I am an economist by training, and began my professional career some 35 years ago at central government institutions like the Central Bank and the Ministry of Finance. During the last 20 years, I have been the Chief Investment Officer on large pension funds in Sweden. Besides economics and financial markets, my interests include geopolitics, history, and sports.
Asset and Liability Management (ALM) is a practice used by financial institutions to find and mitigate financial risks resulting from a mismatch between assets and liabilities.
ALM strategies take a view of the total balance sheet and are thus a combination of risk management and strategic asset allocation. It also includes the modelling of liabilities as well as the regulatory framework and capital requirements.

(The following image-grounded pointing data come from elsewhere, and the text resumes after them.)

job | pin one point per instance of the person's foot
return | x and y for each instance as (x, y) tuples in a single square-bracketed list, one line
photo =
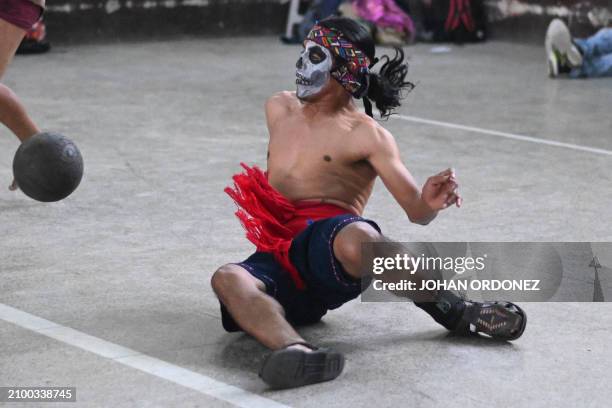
[(300, 364), (561, 53), (498, 320)]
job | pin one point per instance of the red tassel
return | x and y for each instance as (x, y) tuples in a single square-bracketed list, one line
[(269, 219)]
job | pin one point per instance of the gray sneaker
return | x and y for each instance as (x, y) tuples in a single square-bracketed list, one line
[(561, 53)]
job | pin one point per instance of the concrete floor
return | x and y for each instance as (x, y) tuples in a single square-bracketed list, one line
[(163, 126)]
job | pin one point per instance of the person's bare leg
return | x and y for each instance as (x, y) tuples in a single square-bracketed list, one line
[(10, 38), (14, 116), (12, 113), (348, 250), (257, 313), (446, 308)]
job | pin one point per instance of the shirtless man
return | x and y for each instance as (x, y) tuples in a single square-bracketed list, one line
[(16, 17), (304, 214)]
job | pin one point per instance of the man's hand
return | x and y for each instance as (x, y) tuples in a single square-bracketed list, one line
[(441, 191)]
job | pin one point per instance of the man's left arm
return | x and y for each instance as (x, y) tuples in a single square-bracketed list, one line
[(421, 205)]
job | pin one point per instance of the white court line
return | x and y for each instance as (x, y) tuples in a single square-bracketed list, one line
[(137, 360), (505, 135)]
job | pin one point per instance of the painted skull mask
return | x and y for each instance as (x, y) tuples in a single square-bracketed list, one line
[(313, 69)]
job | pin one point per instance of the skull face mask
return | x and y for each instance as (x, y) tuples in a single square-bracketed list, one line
[(313, 69)]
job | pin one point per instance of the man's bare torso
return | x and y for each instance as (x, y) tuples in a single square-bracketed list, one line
[(320, 157)]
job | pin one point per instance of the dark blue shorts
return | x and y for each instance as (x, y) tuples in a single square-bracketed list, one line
[(328, 286)]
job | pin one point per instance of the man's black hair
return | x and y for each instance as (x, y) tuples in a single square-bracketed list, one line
[(385, 87)]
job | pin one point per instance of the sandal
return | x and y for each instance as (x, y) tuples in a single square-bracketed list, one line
[(499, 320), (290, 367)]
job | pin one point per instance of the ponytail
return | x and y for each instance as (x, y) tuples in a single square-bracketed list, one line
[(386, 88)]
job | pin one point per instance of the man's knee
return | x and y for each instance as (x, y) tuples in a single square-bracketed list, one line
[(225, 278), (347, 245), (231, 278)]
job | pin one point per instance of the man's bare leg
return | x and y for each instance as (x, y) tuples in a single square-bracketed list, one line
[(14, 116), (257, 313), (10, 38), (12, 113), (500, 320), (289, 365)]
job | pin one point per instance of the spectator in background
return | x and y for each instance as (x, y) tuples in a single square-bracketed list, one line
[(387, 22), (578, 58), (16, 18)]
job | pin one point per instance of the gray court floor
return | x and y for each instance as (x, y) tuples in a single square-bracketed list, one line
[(162, 127)]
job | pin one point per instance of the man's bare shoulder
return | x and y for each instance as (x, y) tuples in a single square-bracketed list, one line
[(371, 132), (282, 100)]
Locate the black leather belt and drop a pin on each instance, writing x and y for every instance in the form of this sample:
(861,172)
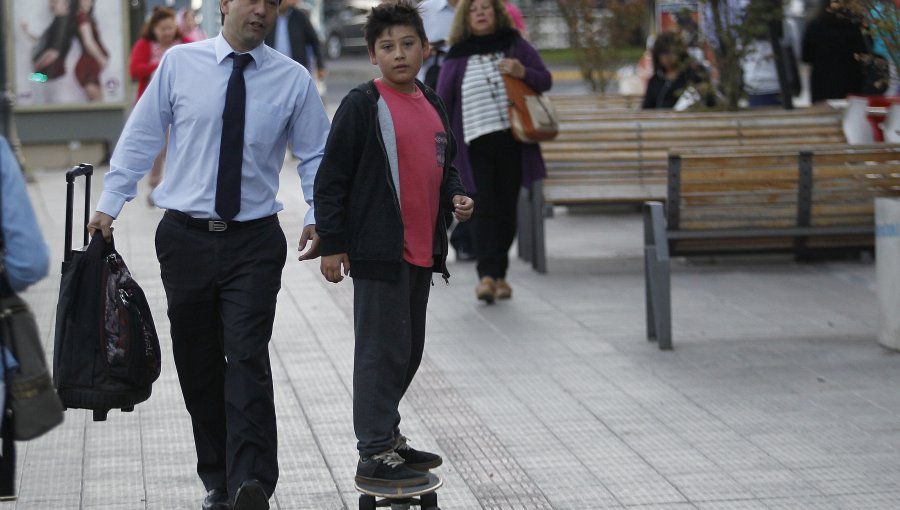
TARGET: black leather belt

To me, the primary objective of ALM is that it helps the life insurance institution in question to cover its liabilities in an effective way and with a high degree of confidence. By doing so it will create a larger surplus that you could manage to maximize the future expected return. More realistically than maximizing, it helps the institution produce a “robust” portfolio which could be expected to deliver good returns at various probable future scenarios.
It is hard to specify a specific “tool” that has been most critical to creating an effective ALM process in a life insurance company. It has more to do with the mindset. Instead of managing each risk separately based on the type of risk involved, ALM is a coordinated process that looks at an institution's entire balance sheet. Since there are stark differences between different life insurance companies it is hard to specify a particular tool as most critical for all organizations.
However, if I could pick one tool that is important to all ALM work in a life insurance/pension company it would be a good functioning economic scenario generator (ESG). Since ALM is a long-term strategy, including forward-looking projections and datasets, the ESG is the heart of the ALM process.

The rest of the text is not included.